Thessaloniki is the second biggest city in Greece and the capital of the Region of Central Macedonia.
It is said that the city was founded in 316/15 BC by Cassander, King of Macedonia, who named the city after his wife and, Thessaloniki. Thessaloniki was the daughter of Philip II of Macedon and sister of Alexander the Great.
During the Roman Period, the city of Thessaloniki became the capital of one of the four Roman regions of Macedonia and was ruled by a Roman Praetor. Tradition has it that Apostle Paul preached Christianity in the area during his second missionary tour. During the Byzantine era Thessaloniki was considered the second most important city after Constantinople, due to its strategic position (its Port is the gateway to the Balkan Peninsula).

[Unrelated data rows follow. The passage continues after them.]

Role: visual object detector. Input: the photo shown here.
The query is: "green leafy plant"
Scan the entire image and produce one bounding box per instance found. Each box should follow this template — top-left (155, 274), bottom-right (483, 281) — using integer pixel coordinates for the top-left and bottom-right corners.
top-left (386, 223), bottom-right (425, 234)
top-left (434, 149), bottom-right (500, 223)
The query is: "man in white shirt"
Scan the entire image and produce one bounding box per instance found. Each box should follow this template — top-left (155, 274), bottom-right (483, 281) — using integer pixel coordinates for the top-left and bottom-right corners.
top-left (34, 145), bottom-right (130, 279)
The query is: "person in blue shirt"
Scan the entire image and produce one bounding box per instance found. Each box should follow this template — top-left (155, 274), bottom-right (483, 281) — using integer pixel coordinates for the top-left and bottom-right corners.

After the fall of the Ottoman Empire and during the First Balkan War in 1912, Thessaloniki became part of the newly born official Greek State. In 1917, the largest part of the city was destroyed by what is known today as the Big Fire of Thessaloniki.
The massive population exchange that followed the Asia Minor disaster changed the face of the city completely. Refuges from Smyrna, the Coast of Asia Minor, the Black Sea and Pontus Minor arrived in Thessaloniki, which doubled in size.
A black page in the city’s history is the extermination of the largest portion of the Jewish Population during the Nazi Occupation (1941-1944). Up to the second World War Thessaloniki had one of the largest and most thriving Jewish Communities in Greece.